In no area has that been more clear than when it comes to politics. Cuban, who has openly talked about one day possibly running for President, has not been shy about letting his feelings about the current state of the election be known.
On stage, Vator CEO Bambi Francisco asked Cuban about his endorsement of Hillary Clinton, despite saying last year, “I would prefer to be a Republican. I want smaller government. I want smarter government.”
"The most expensive risk is political and social instability. If we're not safe, if there's riots in the streets, or there's social unrest, then businesses can't open, you can't get to work, and commerce can't happen. To me, Trump increases that risk exponentially," he said.
"Here he is, this close to being President of the United States, and he just can't shut up. He has to say some stupid shit all the time. Put aside what he said 11 or 12 years ago, that's bad enough, but just what he says now. There’s no there there when he talks. He has such a lack of self awareness, and such a lack of contextual awareness, that it's likely that he would say something offensive as President and offend North Korea or China or Russia. Invasions happen. There's military instability. There's a very fragile global peace and, to me, he's the greatest risk. What's more expensive, higher taxes and bigger government, or instability? Instability every time."

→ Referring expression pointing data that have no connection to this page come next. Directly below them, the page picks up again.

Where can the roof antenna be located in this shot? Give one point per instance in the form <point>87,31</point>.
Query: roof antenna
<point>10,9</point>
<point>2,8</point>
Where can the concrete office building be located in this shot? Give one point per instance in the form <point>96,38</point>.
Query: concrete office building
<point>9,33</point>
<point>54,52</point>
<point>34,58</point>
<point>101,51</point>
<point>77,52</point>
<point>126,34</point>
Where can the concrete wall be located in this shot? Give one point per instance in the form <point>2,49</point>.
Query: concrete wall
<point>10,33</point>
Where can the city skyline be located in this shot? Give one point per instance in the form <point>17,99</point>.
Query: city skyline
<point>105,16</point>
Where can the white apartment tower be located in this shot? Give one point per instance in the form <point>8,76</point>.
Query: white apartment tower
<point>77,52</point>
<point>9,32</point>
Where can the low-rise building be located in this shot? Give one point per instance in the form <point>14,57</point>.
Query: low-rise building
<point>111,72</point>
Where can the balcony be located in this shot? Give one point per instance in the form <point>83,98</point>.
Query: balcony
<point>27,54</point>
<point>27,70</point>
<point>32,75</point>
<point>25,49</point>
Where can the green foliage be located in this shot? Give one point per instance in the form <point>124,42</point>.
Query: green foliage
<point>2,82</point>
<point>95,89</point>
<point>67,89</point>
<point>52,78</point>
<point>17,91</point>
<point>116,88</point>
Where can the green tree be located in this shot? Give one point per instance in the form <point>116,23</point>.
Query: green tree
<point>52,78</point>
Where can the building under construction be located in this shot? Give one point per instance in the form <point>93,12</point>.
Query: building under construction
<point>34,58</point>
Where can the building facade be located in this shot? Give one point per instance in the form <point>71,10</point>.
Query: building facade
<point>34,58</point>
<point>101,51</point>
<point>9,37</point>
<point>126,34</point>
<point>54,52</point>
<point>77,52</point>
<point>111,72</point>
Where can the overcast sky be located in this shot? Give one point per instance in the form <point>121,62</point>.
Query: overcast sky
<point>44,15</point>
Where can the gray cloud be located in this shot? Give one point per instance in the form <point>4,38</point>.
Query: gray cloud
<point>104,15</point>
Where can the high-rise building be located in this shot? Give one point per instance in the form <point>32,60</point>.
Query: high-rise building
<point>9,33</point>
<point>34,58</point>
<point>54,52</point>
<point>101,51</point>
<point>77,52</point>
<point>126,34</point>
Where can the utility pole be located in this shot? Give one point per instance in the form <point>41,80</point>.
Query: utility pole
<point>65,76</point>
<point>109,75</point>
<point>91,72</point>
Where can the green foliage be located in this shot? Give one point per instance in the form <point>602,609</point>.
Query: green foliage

Francisco countered by saying that electing a president isn't electing just one person, but a group of smart people, and she named a number of Trump supporters - Peter Thiel, Rudy Giuliani, T. Boone Pickens, Carl Icahn, etc.

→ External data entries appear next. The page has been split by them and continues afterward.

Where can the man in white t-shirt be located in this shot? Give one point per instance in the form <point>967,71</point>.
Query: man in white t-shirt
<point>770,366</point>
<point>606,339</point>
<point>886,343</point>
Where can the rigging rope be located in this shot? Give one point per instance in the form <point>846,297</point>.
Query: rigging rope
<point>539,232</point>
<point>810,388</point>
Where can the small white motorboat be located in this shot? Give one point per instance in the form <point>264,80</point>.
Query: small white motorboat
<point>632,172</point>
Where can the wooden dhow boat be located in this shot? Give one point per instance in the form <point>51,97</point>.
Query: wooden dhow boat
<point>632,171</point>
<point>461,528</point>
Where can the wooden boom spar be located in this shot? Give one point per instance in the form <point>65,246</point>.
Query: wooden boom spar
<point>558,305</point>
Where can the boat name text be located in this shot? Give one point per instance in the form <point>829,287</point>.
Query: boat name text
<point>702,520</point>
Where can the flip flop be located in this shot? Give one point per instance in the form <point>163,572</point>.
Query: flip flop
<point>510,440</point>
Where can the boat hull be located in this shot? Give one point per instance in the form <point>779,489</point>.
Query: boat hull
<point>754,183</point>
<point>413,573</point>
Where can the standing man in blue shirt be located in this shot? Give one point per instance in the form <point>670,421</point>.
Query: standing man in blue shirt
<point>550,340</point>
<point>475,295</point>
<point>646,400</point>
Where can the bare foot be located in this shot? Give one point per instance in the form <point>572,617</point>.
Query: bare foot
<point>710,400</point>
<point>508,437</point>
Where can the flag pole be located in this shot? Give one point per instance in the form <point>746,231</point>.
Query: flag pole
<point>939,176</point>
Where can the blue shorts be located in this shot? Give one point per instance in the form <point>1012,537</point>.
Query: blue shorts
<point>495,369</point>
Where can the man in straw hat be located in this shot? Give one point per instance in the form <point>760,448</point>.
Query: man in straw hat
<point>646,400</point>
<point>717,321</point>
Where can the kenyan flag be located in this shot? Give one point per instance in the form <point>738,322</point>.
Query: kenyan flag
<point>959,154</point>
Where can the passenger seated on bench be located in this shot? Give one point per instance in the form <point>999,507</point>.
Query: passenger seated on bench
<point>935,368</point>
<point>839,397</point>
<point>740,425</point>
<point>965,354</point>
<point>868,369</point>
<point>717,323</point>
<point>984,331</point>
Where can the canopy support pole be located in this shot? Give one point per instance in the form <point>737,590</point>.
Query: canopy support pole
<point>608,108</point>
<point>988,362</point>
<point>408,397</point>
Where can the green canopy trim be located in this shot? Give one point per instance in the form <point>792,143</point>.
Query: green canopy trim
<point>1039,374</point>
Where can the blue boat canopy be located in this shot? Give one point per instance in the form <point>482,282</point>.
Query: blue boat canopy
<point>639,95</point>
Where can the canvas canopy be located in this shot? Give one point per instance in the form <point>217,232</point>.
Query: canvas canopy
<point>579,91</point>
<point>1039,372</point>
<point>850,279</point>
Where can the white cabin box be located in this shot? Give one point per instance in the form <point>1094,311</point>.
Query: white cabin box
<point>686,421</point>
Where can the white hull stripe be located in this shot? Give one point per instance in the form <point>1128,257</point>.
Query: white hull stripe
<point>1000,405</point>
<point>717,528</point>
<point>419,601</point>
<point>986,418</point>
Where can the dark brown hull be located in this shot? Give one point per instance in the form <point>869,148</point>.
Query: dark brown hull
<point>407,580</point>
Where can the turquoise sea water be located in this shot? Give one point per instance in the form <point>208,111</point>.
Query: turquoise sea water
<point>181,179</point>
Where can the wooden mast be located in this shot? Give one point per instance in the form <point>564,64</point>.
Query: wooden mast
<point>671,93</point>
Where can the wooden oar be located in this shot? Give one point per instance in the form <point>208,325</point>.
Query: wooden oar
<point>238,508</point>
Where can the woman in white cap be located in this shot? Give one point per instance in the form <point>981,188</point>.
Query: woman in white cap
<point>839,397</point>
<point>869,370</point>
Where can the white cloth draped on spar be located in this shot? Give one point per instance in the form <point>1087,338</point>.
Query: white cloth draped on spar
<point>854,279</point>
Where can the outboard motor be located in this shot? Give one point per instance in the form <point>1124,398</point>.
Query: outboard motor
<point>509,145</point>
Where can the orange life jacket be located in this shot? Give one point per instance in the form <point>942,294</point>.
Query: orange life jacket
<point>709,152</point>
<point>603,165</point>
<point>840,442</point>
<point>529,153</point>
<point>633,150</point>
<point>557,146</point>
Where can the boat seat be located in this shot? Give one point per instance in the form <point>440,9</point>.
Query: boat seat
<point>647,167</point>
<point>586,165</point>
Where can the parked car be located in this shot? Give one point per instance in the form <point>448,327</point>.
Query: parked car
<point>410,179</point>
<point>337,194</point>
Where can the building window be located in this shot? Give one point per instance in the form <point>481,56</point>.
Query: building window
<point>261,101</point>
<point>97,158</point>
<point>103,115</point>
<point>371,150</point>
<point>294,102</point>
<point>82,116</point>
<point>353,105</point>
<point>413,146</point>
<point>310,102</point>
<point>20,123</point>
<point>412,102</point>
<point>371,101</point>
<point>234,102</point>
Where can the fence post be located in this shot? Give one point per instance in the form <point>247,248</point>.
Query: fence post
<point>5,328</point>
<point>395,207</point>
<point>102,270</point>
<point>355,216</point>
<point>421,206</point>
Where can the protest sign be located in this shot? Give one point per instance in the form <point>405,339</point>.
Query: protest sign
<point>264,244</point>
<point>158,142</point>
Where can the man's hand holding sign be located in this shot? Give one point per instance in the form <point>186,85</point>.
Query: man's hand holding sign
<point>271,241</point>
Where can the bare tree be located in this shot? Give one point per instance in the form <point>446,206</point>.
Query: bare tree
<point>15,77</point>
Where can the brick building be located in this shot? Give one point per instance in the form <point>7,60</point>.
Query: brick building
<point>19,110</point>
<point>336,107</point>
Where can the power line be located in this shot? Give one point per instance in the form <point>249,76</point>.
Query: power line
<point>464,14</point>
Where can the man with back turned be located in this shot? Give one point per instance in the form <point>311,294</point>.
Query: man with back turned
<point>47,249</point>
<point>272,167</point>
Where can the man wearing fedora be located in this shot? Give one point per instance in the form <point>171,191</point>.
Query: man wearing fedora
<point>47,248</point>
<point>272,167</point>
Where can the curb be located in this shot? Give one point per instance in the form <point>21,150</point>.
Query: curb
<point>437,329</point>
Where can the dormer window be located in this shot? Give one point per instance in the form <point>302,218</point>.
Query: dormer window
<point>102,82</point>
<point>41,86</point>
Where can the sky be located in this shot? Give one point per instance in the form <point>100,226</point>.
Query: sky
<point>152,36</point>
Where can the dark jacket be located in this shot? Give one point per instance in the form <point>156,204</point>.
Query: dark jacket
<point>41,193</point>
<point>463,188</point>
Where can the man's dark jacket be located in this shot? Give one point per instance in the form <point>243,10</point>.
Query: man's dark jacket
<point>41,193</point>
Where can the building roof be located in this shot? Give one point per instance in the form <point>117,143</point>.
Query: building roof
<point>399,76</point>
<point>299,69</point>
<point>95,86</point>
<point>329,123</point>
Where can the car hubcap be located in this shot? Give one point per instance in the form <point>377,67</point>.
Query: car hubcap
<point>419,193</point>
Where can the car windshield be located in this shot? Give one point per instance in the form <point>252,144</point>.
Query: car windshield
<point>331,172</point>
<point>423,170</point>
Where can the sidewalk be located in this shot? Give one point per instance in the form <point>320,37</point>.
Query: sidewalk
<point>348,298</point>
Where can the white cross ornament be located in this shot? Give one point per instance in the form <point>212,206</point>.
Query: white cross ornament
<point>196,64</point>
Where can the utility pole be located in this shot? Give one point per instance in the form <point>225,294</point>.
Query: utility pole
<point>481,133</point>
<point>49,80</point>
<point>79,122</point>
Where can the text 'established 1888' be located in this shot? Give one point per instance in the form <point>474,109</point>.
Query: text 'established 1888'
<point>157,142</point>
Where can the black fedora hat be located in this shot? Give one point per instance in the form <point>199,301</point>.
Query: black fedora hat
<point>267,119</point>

Cuban countered that, so far, he hasn't had a good track record with people on his team.
“Look at his track record. He’s been through three different campaign managers. Nobody, not one single person, has stood up, and said, ‘Boy, I worked for Trump forever and he was a great mentor to me. Or, ‘Boy, Donald Trump invested in my company, what a great mentor.’ Have you heard of one investment he’s made or from one entrepreneur? Not one. ‘Boy, Donald Trump made me a shitload of money.’ Words no one has ever said. So, when you say, ‘He’ll put good people around him,’ he hasn’t demonstrated the ability to do that.”
Cuban admitted that he started off liking Trump, calling him "probably the best thing to happen to politics in a long, long time."

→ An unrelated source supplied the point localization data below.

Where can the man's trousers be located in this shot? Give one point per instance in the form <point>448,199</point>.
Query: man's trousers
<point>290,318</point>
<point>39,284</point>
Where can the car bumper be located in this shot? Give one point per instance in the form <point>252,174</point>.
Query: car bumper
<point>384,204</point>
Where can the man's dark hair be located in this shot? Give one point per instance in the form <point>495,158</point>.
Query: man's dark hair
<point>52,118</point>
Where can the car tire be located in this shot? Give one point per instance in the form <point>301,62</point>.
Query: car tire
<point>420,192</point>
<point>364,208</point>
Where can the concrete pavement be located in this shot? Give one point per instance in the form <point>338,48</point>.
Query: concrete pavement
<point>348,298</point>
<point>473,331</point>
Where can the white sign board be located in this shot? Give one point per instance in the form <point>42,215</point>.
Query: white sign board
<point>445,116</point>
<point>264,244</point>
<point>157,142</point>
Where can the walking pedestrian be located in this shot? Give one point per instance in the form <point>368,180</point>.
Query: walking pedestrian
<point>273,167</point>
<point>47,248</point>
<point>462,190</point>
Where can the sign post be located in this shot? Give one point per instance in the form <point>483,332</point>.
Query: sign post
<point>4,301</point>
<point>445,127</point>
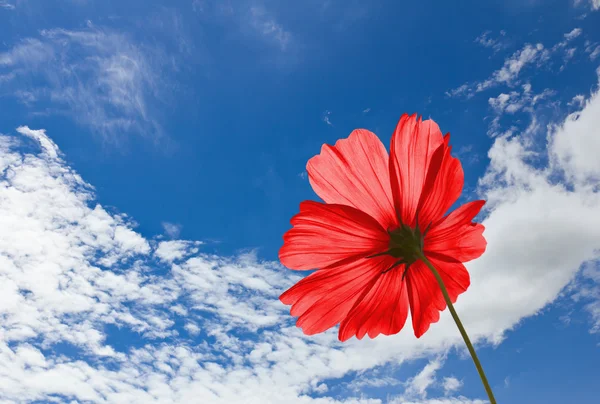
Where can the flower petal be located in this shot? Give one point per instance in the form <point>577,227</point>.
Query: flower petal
<point>355,172</point>
<point>455,237</point>
<point>413,144</point>
<point>324,298</point>
<point>381,309</point>
<point>424,293</point>
<point>325,234</point>
<point>443,184</point>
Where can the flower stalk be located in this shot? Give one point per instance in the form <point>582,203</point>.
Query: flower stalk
<point>461,328</point>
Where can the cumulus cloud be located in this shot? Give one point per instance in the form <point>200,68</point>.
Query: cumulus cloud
<point>77,278</point>
<point>171,229</point>
<point>99,78</point>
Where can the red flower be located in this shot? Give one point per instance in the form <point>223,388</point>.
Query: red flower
<point>362,240</point>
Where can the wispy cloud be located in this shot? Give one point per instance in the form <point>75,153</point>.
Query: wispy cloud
<point>171,229</point>
<point>326,117</point>
<point>266,26</point>
<point>210,328</point>
<point>451,385</point>
<point>514,65</point>
<point>496,44</point>
<point>98,77</point>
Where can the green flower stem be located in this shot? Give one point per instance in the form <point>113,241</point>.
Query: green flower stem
<point>488,389</point>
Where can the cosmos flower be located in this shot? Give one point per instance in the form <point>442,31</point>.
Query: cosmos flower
<point>382,214</point>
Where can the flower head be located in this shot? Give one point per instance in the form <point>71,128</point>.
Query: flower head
<point>379,211</point>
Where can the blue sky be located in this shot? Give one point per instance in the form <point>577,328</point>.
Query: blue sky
<point>152,155</point>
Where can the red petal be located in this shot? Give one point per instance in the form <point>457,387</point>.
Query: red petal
<point>382,308</point>
<point>324,298</point>
<point>455,237</point>
<point>424,293</point>
<point>355,172</point>
<point>443,185</point>
<point>325,234</point>
<point>412,148</point>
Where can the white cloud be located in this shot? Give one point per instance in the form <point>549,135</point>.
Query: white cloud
<point>574,143</point>
<point>4,4</point>
<point>99,78</point>
<point>87,269</point>
<point>496,44</point>
<point>569,36</point>
<point>326,119</point>
<point>175,250</point>
<point>451,384</point>
<point>514,65</point>
<point>172,229</point>
<point>578,101</point>
<point>418,385</point>
<point>266,25</point>
<point>593,49</point>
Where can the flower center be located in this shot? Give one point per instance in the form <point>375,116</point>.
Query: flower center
<point>405,244</point>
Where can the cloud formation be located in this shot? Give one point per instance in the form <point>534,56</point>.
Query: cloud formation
<point>99,78</point>
<point>77,280</point>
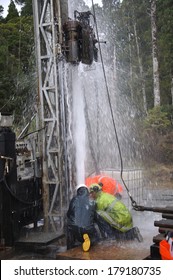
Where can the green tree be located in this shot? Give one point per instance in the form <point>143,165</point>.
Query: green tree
<point>12,11</point>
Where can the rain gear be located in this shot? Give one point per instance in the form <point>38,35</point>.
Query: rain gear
<point>110,185</point>
<point>80,219</point>
<point>81,209</point>
<point>113,211</point>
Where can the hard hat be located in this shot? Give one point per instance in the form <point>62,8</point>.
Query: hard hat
<point>95,188</point>
<point>81,186</point>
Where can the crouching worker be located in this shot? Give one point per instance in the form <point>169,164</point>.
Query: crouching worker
<point>113,218</point>
<point>80,220</point>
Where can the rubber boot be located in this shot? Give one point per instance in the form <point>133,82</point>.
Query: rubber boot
<point>87,243</point>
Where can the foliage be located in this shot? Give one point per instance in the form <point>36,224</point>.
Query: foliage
<point>157,120</point>
<point>16,62</point>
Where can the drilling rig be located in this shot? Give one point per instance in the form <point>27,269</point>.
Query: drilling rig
<point>59,40</point>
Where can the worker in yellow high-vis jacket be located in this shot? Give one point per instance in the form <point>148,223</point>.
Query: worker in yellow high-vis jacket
<point>113,217</point>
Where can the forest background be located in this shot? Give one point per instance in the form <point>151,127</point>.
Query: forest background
<point>141,44</point>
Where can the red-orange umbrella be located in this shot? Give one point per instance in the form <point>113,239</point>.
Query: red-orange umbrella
<point>110,185</point>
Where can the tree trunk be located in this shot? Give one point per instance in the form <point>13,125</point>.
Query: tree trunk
<point>140,70</point>
<point>156,88</point>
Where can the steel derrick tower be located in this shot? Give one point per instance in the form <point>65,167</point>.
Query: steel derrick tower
<point>56,176</point>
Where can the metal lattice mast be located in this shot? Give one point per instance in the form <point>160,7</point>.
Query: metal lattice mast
<point>48,47</point>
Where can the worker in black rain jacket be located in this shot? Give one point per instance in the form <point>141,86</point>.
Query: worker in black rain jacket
<point>80,220</point>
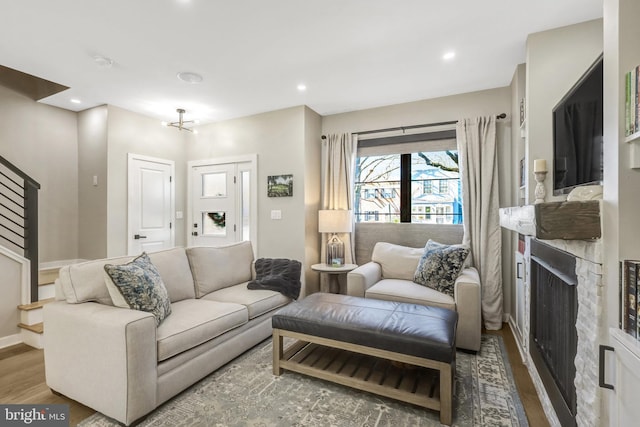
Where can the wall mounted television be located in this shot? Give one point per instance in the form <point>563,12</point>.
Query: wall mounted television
<point>578,133</point>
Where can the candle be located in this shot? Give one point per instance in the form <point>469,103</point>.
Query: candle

"I don't care what his actual positions are," Cuban wrote in early 2015. "I don't care if he says the wrong thing. He says what's on his mind. He gives honest answers rather than prepared answers. This is more important than anything any candidate has done in years."
He switched when he spoke to Trump and realized he had no interest in learning.
“A big part of my supporting Donald at that time was that I thought Ted Cruz was smart and dangerous. Trump is just dangerous. When we got to the Republican convention, I started asking him, ‘Learn this stuff. You gotta learn this,’ and just no interest. I sent him links to books. Oh, it’s crazy. I talked to him when that whole FBI Apple hacking thing was out, from San Bernadino. I tried to send him stuff to explain it to him, just no interest in learning whatsoever,” said Cuban.
“So, when you ask me, ‘What happened? Why did I change?’ I told him, ‘At some point, you have to stand up and learn these policies. You have to learn. How that applies to advisers, if you’re sitting around and you’re trying to decide what Putin’s going to do next, and you’re trying to anticipate what’s going to happen with North Korea, and what should you do here, and what should you do there? You’re going to have five different advisers potentially giving you five different pieces of advice. You can’t make a choice, and make a qualified decision, if you have no idea what you’re talking about. That’s the problem.”